You can of course chain multiple of the >>? and .>>? operators to backtrack longer distances, like in prefix1 >>? prefix2 >>? p .>>? postfix.

Note

When implementing backtracking parsers you should generally prefer the >>?, .>>? and .>>.? combinators to the attempt combinator, because the former combinators offer finer control over the exact backtracking behaviour and hence will often lead to better error reporting. Note however that neither can completely replace the other.

Backtracking combinators can also be useful when parsing sequences. In the chapter “Parsing sequences” we briefly discussed the following example:

let ws = spaces
let str s = pstring s
let numberInBrackets = str "[" >>. pint32 .>> str "]" .>> ws
> run (many numberInBrackets >>. str "[c]") "[1] [2] [c]";;
val it : ParserResult<string,unit> = Failure:
Error in Ln: 1 Col: 10
[1] [2] [c]
         ^
Expecting: integer number (32-bit, signed)

The problem here is that the argument parser to many fails after consuming input if it encounters a bracket that is not followed by a digit. If we decided that this is a defect of the parser as opposed to the grammar, we could fix it by simply replacing a >>. with >>?.

let numberInBrackets = str "[" >>? pint32 .>> str "]" .>> ws
> run (many numberInBrackets .>> str "[c]") "[1] [2] [c]";;
val it : ParserResult<int32 list,unit> = Success: [1; 2]

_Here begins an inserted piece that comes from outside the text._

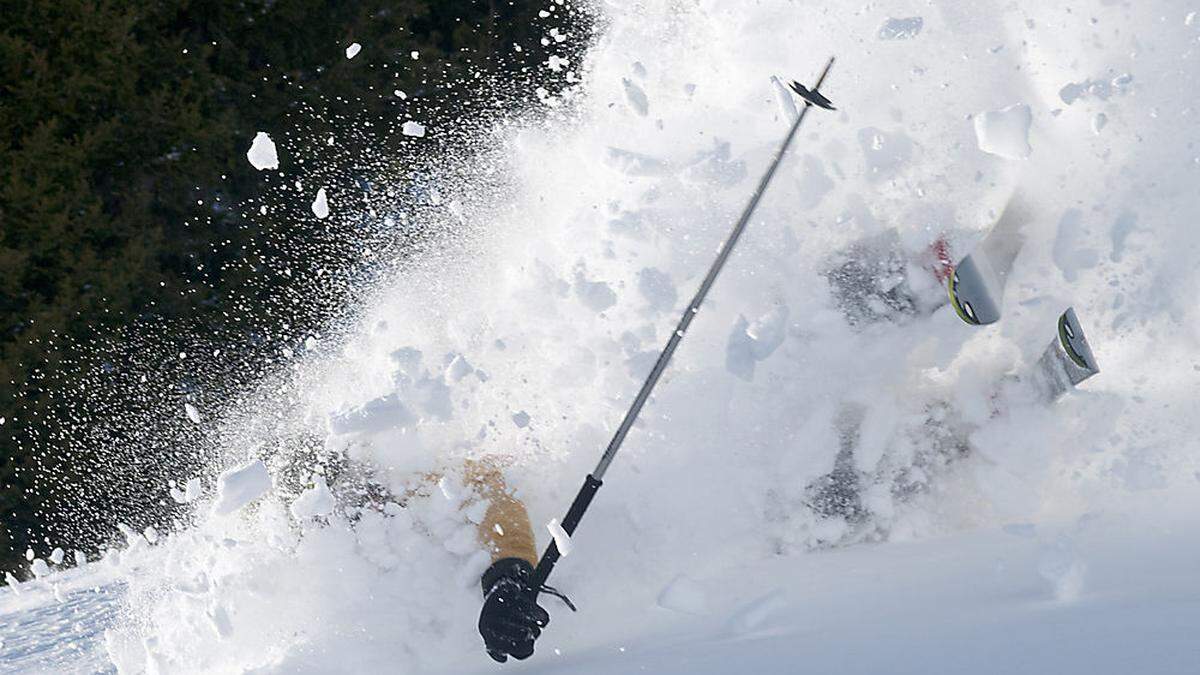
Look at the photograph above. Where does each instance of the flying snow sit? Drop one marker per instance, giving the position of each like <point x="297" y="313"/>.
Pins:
<point x="562" y="539"/>
<point x="240" y="485"/>
<point x="262" y="153"/>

A similar example is the sepEndBy1 combinator for parsing a sequence of one or more elements separated and optionally ended by a separator. If FParsec didn’t provide this combinator, you could define it yourself using many and >>?:

let sepEndBy1_ p sep =
    pipe2 p (many (sep >>? p)) (fun hd tl -> hd::tl) .>> opt sep

The following tests show that our sepEndBy1 replacement works as expected:

> run (sepEndBy1_ pint32 (str ";")) "1;2;3";;
val it : ParserResult<int32 list,unit> = Success: [1; 2; 3]
> run (sepEndBy1_ pint32 (str ";")) "1;2;3;";;
val it : ParserResult<int32 list,unit> = Success: [1; 2; 3]

Note however that in contrast to sepEndBy1_ the version of sepEndBy1 provided by FParsec doesn’t need to parse the separator twice when it terminates a sequence.

5.7.2 Parser predicates

The backtracking combinators allow you to “look ahead” by tentatively parsing input and then backtracking if an error occurs. However, they don’t allow you to conditionally parse the input with one parser depending on the success or failure of another parser. This is what the following two combinators are for:

val followedBy:    Parser<'a,'u> -> Parser<unit,'u>
val notFollowedBy: Parser<'a,'u> -> Parser<unit,'u>

The parser followedBy p (notFollowedBy p) succeeds without changing the parser state if p succeeds (fails) when applied at the current position.

For example, both the following parser definitions only parse positive integer literals without a leeding zero:

let p1 = followedBy    (satisfy ((<>) '0')) >>. pint32
let p2 = notFollowedBy (pstring "0")        >>. pint32

Both definitions will correctly parse "123" and fail to parse "01":

> run p1 "123";;
val it : ParserResult<int32,unit> = Success: 123
> run p1 "01";;
val it : ParserResult<int32,unit> =  Failure:
Error in Ln: 1 Col: 1
01
^
Unknown Error(s)
> run p2 "123";;
val it : ParserResult<int32,unit> = Success: 123
> run p2 "01";;
val it : ParserResult<int32,unit> = Failure:
Error in Ln: 1 Col: 1
01
^
Unknown Error(s)

While both parsers work as expected, the generated error messages aren’t very helpful. The problem is that followedBy and notFollowedBy can’t generate better error messages, because they don’t know what kind of input their argument parsers accept.[1] To improve the error messages you can either use the “labeled” combinator variants followedByL and notFollowedByL or you could use the labelling operator <?> that we will discuss in the next chapter.

For example:

> run (followedByL (satisfy ((<>) '0')) "positive int w/o leading 0" >>. pint32)
      "01";;
val it : ParserResult<int32,unit> =  Failure:
Error in Ln: 1 Col: 1
01
^
Expecting: positive int w/o leading 0

> run (followedBy (satisfy ((<>) '0')) >>. pint32 <?> "positive int w/o leading 0")
      "01";;
val it : ParserResult<int32,unit> = Failure:
Error in Ln: 1 Col: 1
01
^
Expecting: positive int w/o leading 0

> run (notFollowedByL (pstring "0") "'0'" >>. pint32) "01";;
val it : ParserResult<int32,unit> = Failure:
Error in Ln: 1 Col: 1
01
^
Unexpected: '0'

The parser notFollowedByL (pstring "0") "'0'" from the last example could actually be simplified to notFollowedByString "0", which uses the specialized parser predicate notFollowedByString. In table 6.1.9 you’ll find an overview of all available parser predicates.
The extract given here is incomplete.